En la práctica, este proceso funciona mediante el registro formal del derecho del prestamista sobre el activo. Por ejemplo, en la financiación de vehículos, el nombre del prestamista figura en el certificado de registro, lo que indica que el vehículo está hipotecado. Del mismo modo, en el sector inmobiliario, una hipoteca sirve como una forma de pignoración donde la propiedad actúa como garantía para el banco. En las cuentas de corretaje, los inversores también pueden utilizar valores como garantía para el comercio con margen.
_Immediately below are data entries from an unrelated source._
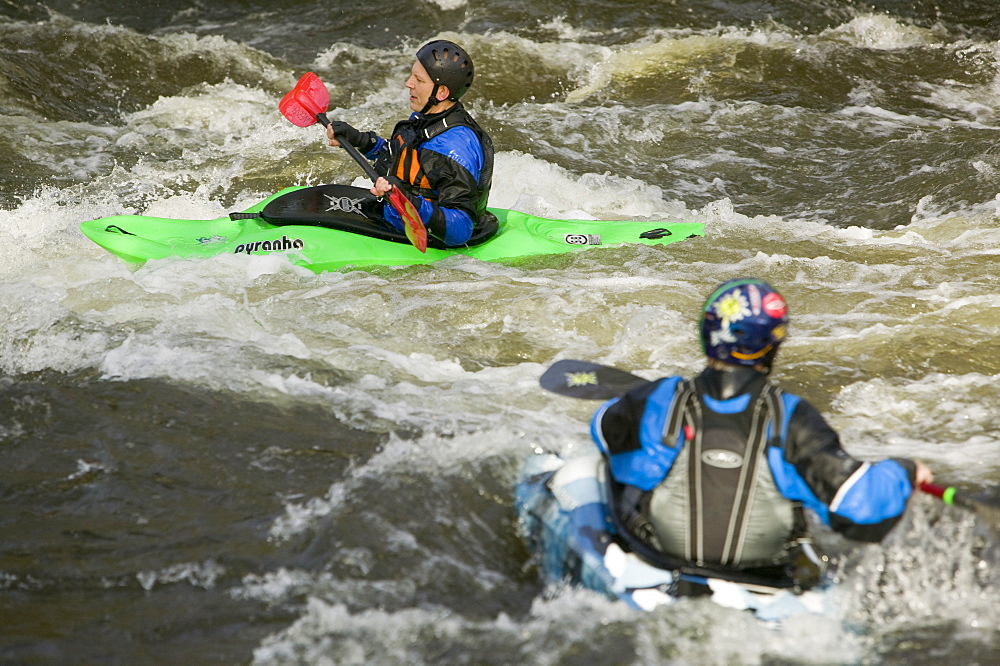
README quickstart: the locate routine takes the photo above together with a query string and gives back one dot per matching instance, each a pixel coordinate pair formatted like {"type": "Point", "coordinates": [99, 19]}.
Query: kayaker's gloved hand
{"type": "Point", "coordinates": [363, 141]}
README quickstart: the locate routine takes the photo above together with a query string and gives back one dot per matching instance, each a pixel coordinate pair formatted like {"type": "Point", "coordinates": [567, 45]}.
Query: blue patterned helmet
{"type": "Point", "coordinates": [743, 322]}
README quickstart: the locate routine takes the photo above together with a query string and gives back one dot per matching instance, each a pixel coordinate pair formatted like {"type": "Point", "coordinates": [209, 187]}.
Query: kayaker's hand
{"type": "Point", "coordinates": [381, 187]}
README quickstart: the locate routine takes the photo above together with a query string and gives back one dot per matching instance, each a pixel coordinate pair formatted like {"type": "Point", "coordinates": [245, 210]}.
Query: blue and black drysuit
{"type": "Point", "coordinates": [715, 471]}
{"type": "Point", "coordinates": [445, 164]}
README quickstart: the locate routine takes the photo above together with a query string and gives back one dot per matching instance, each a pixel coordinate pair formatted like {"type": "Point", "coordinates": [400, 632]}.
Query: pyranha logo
{"type": "Point", "coordinates": [345, 204]}
{"type": "Point", "coordinates": [270, 246]}
{"type": "Point", "coordinates": [582, 239]}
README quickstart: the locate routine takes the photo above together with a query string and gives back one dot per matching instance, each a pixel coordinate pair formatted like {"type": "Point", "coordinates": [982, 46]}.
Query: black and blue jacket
{"type": "Point", "coordinates": [706, 470]}
{"type": "Point", "coordinates": [445, 164]}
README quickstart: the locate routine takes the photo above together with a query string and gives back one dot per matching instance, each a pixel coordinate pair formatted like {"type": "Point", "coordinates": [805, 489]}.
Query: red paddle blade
{"type": "Point", "coordinates": [308, 98]}
{"type": "Point", "coordinates": [416, 232]}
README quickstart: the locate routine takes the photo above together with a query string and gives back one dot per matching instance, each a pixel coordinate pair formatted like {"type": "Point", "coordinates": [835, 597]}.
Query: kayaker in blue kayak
{"type": "Point", "coordinates": [715, 471]}
{"type": "Point", "coordinates": [439, 157]}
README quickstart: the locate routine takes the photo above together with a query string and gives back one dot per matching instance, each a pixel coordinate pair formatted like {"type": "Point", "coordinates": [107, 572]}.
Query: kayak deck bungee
{"type": "Point", "coordinates": [563, 515]}
{"type": "Point", "coordinates": [334, 238]}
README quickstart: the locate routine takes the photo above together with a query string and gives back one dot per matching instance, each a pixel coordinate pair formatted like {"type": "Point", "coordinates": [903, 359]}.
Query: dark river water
{"type": "Point", "coordinates": [237, 460]}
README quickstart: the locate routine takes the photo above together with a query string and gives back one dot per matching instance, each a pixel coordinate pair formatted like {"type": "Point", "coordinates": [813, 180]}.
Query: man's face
{"type": "Point", "coordinates": [420, 86]}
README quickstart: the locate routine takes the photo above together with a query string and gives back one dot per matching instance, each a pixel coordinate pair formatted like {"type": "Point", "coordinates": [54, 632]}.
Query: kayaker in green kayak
{"type": "Point", "coordinates": [440, 158]}
{"type": "Point", "coordinates": [715, 470]}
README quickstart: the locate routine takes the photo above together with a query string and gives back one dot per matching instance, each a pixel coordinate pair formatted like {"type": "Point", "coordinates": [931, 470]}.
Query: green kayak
{"type": "Point", "coordinates": [322, 229]}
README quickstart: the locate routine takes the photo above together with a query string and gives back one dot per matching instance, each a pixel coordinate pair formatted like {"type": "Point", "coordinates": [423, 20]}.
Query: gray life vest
{"type": "Point", "coordinates": [719, 504]}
Una vez que el préstamo se ha reembolsado en su totalidad, el prestatario debe tomar medidas para cancelar la hipoteca. Esto implica actualizar los registros oficiales para eliminar el nombre del prestamista, lo que confirma que este ya no tiene derechos sobre el activo. Por ejemplo, eliminar el nombre de un banco del certificado de registro de un vehículo restablece oficialmente al prestatario como único propietario, sin cargas ni gravámenes activos.